ささえるさん夕張は、医療法人ささえる医療研究所を母体として、夕張で介護事業を運営しています。1つの建物の中に、居宅介護支援、訪問介護、定期巡回随時対応型訪問介護看護の3事業所があります。職員は8名の小さな事業所です。以前は夕張市内の清水沢という地区で事務所を構えていましたが、現在は利用者様の一軒家を譲り受け、事務所として利用させていただいています。
私達はこの事務所を「きみえさんち」と呼んでいます。「きみえさん」とはその家に元々住んでいた利用者様で、102歳のおばあちゃんです。これからそのきみえさんのお話と、お宅を譲り受けることになった経緯をお話したいと思います。
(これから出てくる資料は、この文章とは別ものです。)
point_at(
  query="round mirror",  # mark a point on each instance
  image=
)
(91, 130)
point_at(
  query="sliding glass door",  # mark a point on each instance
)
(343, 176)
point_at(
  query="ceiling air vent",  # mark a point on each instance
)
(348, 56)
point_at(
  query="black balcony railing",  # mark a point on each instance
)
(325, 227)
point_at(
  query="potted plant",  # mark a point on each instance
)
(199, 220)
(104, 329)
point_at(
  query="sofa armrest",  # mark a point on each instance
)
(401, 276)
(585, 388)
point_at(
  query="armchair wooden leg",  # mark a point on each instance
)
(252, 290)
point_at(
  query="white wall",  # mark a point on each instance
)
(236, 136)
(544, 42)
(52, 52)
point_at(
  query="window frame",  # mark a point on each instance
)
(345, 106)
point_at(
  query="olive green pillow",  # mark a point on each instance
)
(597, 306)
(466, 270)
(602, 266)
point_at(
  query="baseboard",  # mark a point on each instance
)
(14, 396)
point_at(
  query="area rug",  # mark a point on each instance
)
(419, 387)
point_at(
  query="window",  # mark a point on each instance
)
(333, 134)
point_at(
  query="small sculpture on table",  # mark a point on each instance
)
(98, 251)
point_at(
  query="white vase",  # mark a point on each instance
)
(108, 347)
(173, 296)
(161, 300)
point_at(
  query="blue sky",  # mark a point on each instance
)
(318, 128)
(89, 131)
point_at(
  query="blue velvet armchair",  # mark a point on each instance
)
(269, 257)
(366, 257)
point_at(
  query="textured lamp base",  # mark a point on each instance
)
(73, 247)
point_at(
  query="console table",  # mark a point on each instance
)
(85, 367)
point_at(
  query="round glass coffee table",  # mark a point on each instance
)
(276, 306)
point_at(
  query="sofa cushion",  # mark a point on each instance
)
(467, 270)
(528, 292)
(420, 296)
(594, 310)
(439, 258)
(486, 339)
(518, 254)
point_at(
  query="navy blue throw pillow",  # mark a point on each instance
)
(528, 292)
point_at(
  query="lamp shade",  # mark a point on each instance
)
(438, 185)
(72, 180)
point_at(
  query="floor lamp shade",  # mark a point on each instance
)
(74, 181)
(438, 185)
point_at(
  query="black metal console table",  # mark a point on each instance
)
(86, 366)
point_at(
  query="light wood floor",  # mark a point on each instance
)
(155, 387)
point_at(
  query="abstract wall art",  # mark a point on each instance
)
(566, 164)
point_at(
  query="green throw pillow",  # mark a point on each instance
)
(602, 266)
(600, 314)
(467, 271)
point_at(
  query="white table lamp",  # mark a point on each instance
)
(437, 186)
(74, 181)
平成24年9月。きみえさんは、元々訪問診療と看護、通所リハビリを利用されていました。訪問診療の担当は、当法人の村上先生です。ところが、通所リハビリに行く日も朝、起きられなかったり、行ってもほとんど寝て過ごす事が多くなってきていました。
訪問看護を通じてその状況を聞き、定期巡回ならご本人の起きている時間に、自宅で入浴できるのではないかと思い、ご家族様にサービスの説明させていただきました。当初、すぐには利用を決められなかった様子でしたが、「お風呂好きな母をお風呂に入れてあげたい」という気持ちが強く、定期巡回の契約をしてサービス開始となりました。
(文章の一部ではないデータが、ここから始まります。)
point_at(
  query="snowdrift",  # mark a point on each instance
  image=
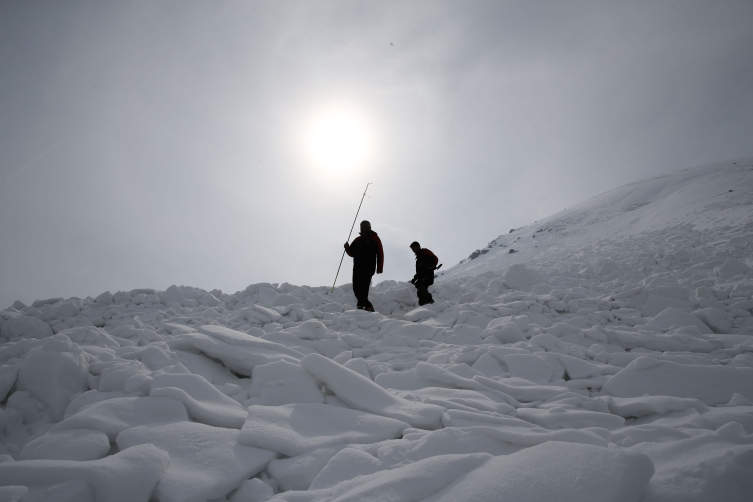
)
(604, 353)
きみえさんは、定期巡回のスタッフはもちろん、他サービスの職員が来てもいつも笑顔で、いつもきれいに身支度をしており、いつも人に気配りをする方でした。入浴介助をしている私たちに「あなたも一緒にどう?気持ちいいわよ」と笑顔で言われたり、「若い時の夢は宝塚に入団する事だったの」とお話したり、本州に住んでいた時の話や、旅行の話等やさしい口調でお話されていました。
きみえさんは長女様と同居しており、市外には次女と三女様。道外に長男様ご夫婦がいて、長女様がキーパーソンでした。サービスが入った時点で既に100歳を迎えられており、ご家族皆様で交代して介護されていました。
どなたも介護には熱心で、「お母さんの笑顔がみたいし、育ててもらった恩返しができる」と言われていたのを思いだします。家族みんなで介護する、というのは出来そうで出来ないことです。家族の協力が得られず在宅生活を断念する方も多くみてきた中で、こんないいご家族に出会えてよかったと今でも思います。そしてそれも、きみえさんが家族の為に長年頑張ってきた結果なのだと強く感じました。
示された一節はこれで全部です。